Entering edit mode
3.7 years ago
aranyak111
•
0
The first few lines of my file look like this
Gene adj.P.Val
ENSDARG00000087345 1.39E-128
ENSDARG00000058371 5.68E-50
ENSDARG00000026403 1.77E-48
ENSDARG00000006427 2.36E-48
ENSDARG00000041381 8.10E-39
ENSDARG00000071601 1.81E-33
ENSDARG00000054191 2.73E-32
ENSDARG00000098488 5.67E-31
ENSDARG00000076129 2.31E-29.
I wanted to perform the KEGG enrichment test for selected genes in ZebraFIsh.
Code snippets used are
# Pull all pathways for AT
pathways.list <- keggList("pathway", "dre")
head(pathways.list)
# Pull all genes for each pathway
pathway.codes <- sub("path:", "", names(pathways.list))
genes.by.pathway <- sapply(pathway.codes,
function(pwid){
pw <- keggGet(pwid)
if (is.null(pw[[1]]$GENE)) return(NA)
pw2 <- pw[[1]]$GENE[c(TRUE,FALSE)] # may need to modify this to c(FALSE, TRUE) for other organisms
pw2 <- unlist(lapply(strsplit(pw2, split = ";", fixed = T), function(x)x[1]))
return(pw2)
}
)
head(genes.by.pathway)
My dataframe is read as DE.table <- read.delim(df, stringsAsFactors = F)
geneList <- DE.table$P.Value
names(geneList) <- DE.table$Gene
head(geneList)
# Wilcoxon test for each pathway
pVals.by.pathway <- t(sapply(names(genes.by.pathway),
function(pathway) {
pathway.genes <- genes.by.pathway[[pathway]]
list.genes.in.pathway <- intersect(names(geneList), pathway.genes)
list.genes.not.in.pathway <- setdiff(names(geneList), list.genes.in.pathway)
scores.in.pathway <- geneList[list.genes.in.pathway]

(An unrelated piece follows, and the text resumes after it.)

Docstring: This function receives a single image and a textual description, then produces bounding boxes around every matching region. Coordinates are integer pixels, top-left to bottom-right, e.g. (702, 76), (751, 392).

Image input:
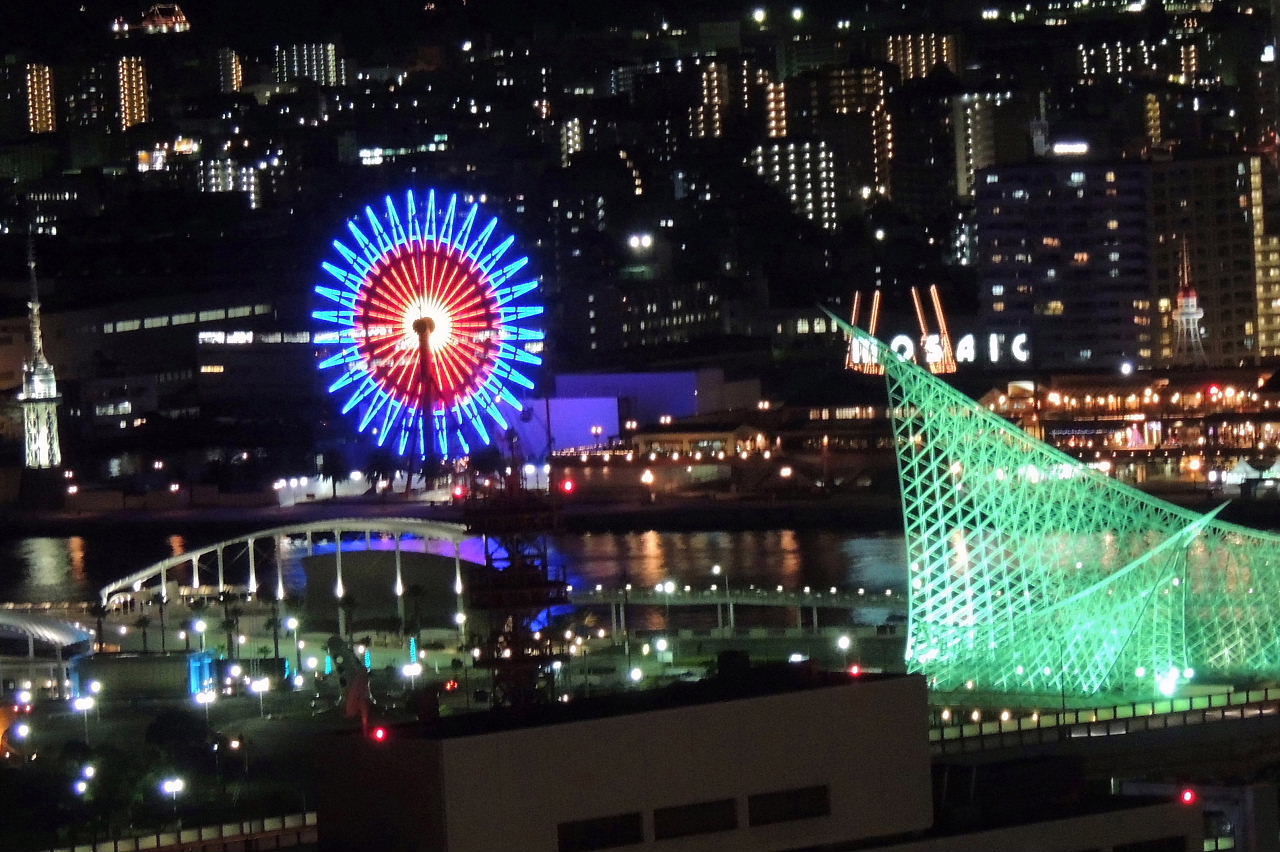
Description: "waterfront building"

scores.not.in.pathway <- geneList[list.genes.not.in.pathway]
if (length(scores.in.pathway) > 0){
p.value <- wilcox.test(scores.in.pathway, scores.not.in.pathway, alternative = "less")$p.value
} else{
p.value <- NA
}
return(c(p.value = p.value, Annotated = length(list.genes.in.pathway)))
}
))
# Assemble output table
outdat <- data.frame(pathway.code = rownames(pVals.by.pathway))
outdat$pathway.name <- pathways.list[outdat$pathway.code]
outdat$p.value <- pVals.by.pathway[,"p.value"]
outdat$Annotated <- pVals.by.pathway[,"Annotated"]
outdat <- outdat[order(outdat$p.value),]
head(outdat)
The output is like this pathway.code pathway.name p.value Annotated
1 dre00010 <NA> NA 0
2 dre00020 <NA> NA 0
3 dre00030 <NA> NA 0
4 dre00040 <NA> NA 0
and what is expected is
pathway.code pathway.name p.value Annotated
109 ath03010 <NA> 5.378589e-35 301
96 ath00966 <NA> 1.517953e-06 24
131 ath04141 <NA> 5.032367e-06 189
10 ath00071 <NA> 8.804424e-06 45
110 ath03013 <NA> 2.771177e-04 155
56 ath00592 <NA> 1.097775e-03 3
8
the expected data is built with respect to the Arabidopsis database and my database of interest is Zebrafish. Preferably pathway name inclusion will also be helpful.